CRIMINAL PROCEDURE I FINAL EXAM MODEL
ANSWER
David A. Moran
Fall 2001
Problem
One
(A) Statement #1. This statement is out because it was
obtained in violation Miranda. D
was in custody and was subjected to direct questioning. Even though the question seemed innocuous,
it was a direct question and D’s answer was responsive to it, not volunteered.
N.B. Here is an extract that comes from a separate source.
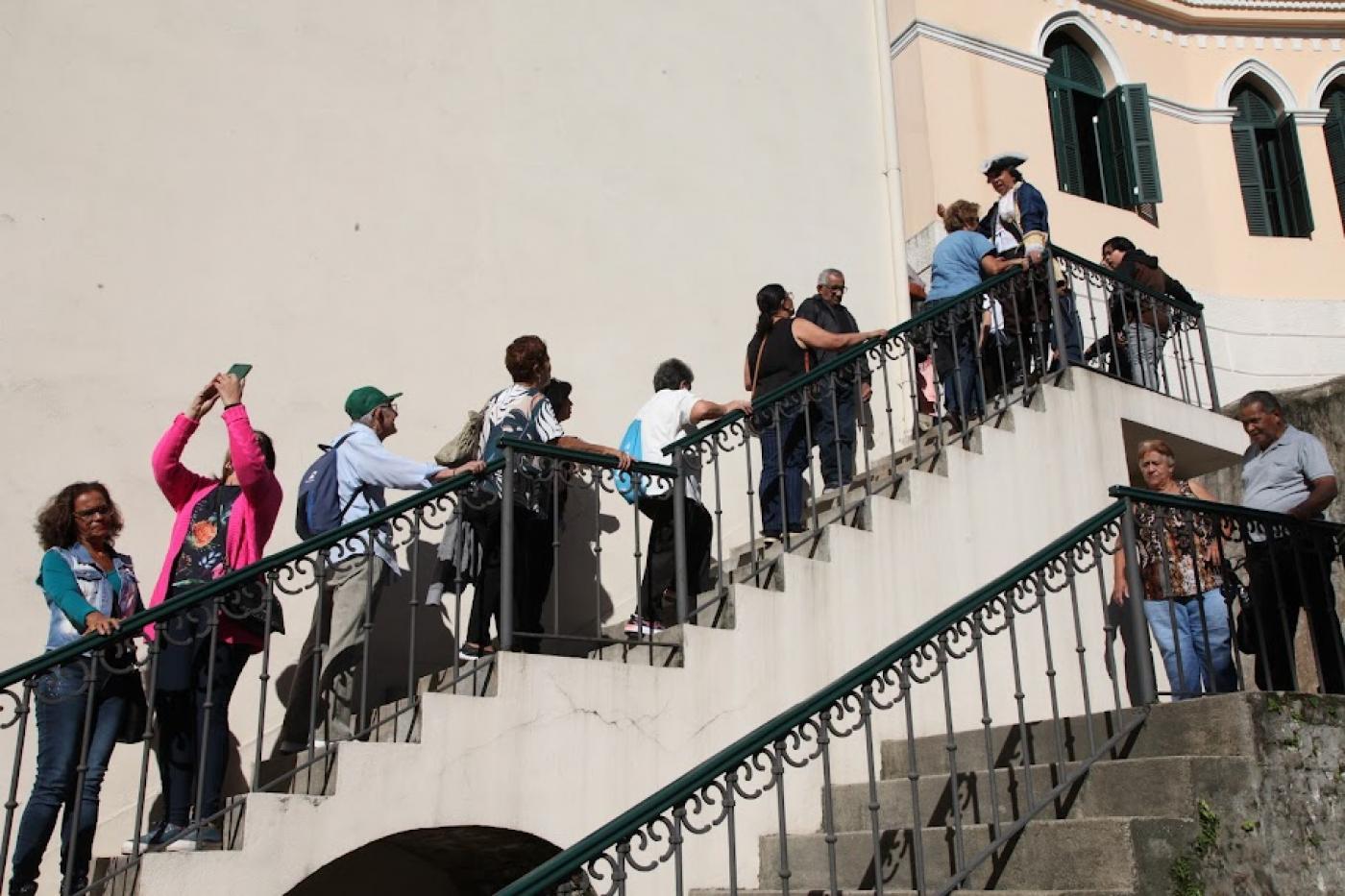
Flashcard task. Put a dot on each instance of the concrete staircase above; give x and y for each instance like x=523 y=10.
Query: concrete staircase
x=555 y=745
x=1190 y=802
There will be no fruit of the poisonous tree from Statement #1 because it was a
mere Miranda violation (Elstad).
Statement #2. This
statement is almost certainly in despite the direct questioning in the absence
of Miranda warnings or waiver because the questioning appears to fall
within the booking exception. D may
argue that occupation is not a routine booking question, but that argument
probably fails as occupation would seem to be the sort of question that would
routinely be asked during booking. Statement #3. This statement is out because of a Miranda/Edwards
violation. On March 15, D unambiguously
invoked his Miranda right to counsel, which means that B could not
question him later on any subject so long as D remained in custody unless D
initiated. D remained in custody and B,
not D, initiated the interview on March 16, so Statement # 3 must be
suppressed. The statement would
probably not be suppressed because of the Sixth Amendment. D’s Sixth Amendment right to counsel
attached on the auto theft charge on March 15, but B apparently did not
deliberately elicit any information from D about that charge. D could argue, however, that asking D about
Vaughn under these circumstances amounts to deliberately eliciting info about
the auto theft and, therefore, the statement would be out under Moulton.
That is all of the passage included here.